Ses doigts d'acier se mirent à étrangler sans aucun répit leurs frères de chair. Elle fit mine de toussoter. Ça n'était pas son dernière aveu.

-On ne s'est pas arrêtés là ! s'écria-t-elle soudainement comme un détail qui aurait pu faire pencher la balance. Après les avoir tués on… Je saurais pas dire ce qui m'a pris ! On-On a fait l'amour, là, au milieu de ces cadavres !

Moineau cacha subitement son visage derrière ses mains.

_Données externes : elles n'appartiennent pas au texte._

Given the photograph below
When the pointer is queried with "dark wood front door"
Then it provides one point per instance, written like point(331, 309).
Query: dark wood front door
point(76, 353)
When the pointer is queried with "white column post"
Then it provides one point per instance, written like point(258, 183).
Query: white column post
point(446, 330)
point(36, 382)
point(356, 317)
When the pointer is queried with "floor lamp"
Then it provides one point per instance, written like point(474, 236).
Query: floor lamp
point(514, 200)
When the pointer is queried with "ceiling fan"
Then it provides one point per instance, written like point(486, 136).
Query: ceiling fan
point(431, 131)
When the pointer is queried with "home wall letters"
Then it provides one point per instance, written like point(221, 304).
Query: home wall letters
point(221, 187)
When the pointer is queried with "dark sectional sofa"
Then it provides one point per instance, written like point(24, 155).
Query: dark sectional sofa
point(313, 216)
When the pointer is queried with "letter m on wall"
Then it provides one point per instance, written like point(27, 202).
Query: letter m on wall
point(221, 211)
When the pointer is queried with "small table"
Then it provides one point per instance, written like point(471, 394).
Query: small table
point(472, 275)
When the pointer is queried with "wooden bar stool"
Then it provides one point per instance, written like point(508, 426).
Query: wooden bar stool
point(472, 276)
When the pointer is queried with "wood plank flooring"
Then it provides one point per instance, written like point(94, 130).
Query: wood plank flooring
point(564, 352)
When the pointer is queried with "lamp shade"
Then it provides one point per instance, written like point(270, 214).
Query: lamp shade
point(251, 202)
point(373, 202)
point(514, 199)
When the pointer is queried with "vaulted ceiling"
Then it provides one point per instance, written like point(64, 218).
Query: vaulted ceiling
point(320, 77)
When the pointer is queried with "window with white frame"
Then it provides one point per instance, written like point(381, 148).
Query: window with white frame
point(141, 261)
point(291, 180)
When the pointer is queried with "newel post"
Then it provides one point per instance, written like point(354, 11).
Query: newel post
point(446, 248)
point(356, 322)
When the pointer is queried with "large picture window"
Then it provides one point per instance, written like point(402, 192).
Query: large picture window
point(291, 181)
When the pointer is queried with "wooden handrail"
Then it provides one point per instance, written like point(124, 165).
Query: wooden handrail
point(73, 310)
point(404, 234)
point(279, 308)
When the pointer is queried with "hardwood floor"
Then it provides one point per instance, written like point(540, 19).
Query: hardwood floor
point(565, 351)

-Pardon de te dire ça… Je t'aime onee-san ! Ne me déteste pas s'il te plaît ! A-Adieu !

-Krys !

La rousse passa ses bras entre les barreaux et rattrapa sa chemise. Elle la serra contre elle comme elle le put malgré les kilos de granit qui les séparaient. Moineau s'efforçait de retenir ses sanglots un peu plus longtemps. Elle renifla et colla sa joue aux barreaux pour embrasser celle de Sacha. Dix ans auraient pu s'écouler sans qu'elle ne les voit passer dans cette étreinte désespérée. Un simple câlin des deux côtés d'une prison avait suffi à laver sa honte.

Elle vida ses poches pleines de chocolat au pied de la cellule et s'enfuit à toutes jambes.